It is possible that parenteral administration of antidepressant agents may exert a different neurobiological effect and provide a more rapid response than oral medication.
5. From delayed efficacy (weeks) to immediate onset (1 or 2 hours)
The widely entrenched notion that depression takes several weeks to improve with an antidepressant has collapsed with emerging evidence that symptoms of the disorder (even suicidal ideation) can be reversed within 1 or 2 hours.12 IV ketamine isn’t the only example; IV scopolamine,9 inhalable nitrous oxide,11 and overnight sleep deprivation13 also exert a rapid therapeutic effect. This is a major rethinking of how quickly the curtain of severe depression can be lifted, and is great news for patients and their family.
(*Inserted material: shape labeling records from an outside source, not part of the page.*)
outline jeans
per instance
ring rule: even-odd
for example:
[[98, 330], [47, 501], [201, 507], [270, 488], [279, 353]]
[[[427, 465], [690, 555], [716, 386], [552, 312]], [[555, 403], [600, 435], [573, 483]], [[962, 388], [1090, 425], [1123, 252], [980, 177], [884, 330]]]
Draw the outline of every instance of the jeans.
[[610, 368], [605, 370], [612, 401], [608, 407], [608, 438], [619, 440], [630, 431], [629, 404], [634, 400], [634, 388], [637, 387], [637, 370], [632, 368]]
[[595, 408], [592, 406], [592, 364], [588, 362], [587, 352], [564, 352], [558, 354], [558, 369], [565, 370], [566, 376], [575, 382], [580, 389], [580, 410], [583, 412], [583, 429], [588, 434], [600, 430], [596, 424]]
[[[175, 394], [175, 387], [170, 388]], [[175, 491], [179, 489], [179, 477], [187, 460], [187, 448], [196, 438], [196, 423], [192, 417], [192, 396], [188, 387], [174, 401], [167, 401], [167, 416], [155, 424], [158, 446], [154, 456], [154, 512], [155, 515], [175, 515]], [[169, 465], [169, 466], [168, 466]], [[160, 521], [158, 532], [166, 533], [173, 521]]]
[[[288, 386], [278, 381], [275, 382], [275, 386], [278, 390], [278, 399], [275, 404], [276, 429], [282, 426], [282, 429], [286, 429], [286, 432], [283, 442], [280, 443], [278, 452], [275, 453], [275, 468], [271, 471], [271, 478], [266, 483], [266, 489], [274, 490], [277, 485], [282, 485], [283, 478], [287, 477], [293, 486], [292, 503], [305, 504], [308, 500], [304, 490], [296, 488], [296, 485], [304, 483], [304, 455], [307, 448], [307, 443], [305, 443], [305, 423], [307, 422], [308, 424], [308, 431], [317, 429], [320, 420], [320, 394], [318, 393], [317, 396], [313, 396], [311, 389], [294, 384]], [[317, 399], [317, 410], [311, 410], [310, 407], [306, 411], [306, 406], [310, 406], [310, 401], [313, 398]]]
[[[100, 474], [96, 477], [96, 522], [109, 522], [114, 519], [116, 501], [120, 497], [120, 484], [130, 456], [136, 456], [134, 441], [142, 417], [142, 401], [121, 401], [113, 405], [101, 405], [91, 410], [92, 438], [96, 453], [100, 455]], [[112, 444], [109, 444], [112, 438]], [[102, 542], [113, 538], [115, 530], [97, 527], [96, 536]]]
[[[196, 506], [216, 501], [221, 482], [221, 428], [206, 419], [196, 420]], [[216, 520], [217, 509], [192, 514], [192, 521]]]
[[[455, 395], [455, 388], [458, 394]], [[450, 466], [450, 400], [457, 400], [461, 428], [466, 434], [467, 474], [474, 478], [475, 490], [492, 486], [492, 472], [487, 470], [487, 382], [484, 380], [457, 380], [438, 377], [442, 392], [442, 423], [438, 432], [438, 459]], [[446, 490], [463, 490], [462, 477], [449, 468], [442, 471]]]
6. From psychological symptoms to cortical or subcortical changes
Depression traditionally has been recognized as a clinical syndrome of sadness, self-deprecation, cognitive dulling, and vegetative symptoms. In recent studies, however, researchers report that low hippocampus volume14 in healthy young girls predicts future depression. Patients with unremitting depression have been reported to have an abnormally shaped hippocampus.15
In addition, gray-matter volume in the subgenual anterior cingulate (Brodmann area 24) is hypoplastic in depressed persons,16 making that area a target for deep-brain stimulation (DBS). Brain morphological changes such as a hypoplastic hippocampus might become useful biomarkers for identifying persons at risk of severe depression, and might become a useful adjunctive biomarker for making a clinical diagnosis.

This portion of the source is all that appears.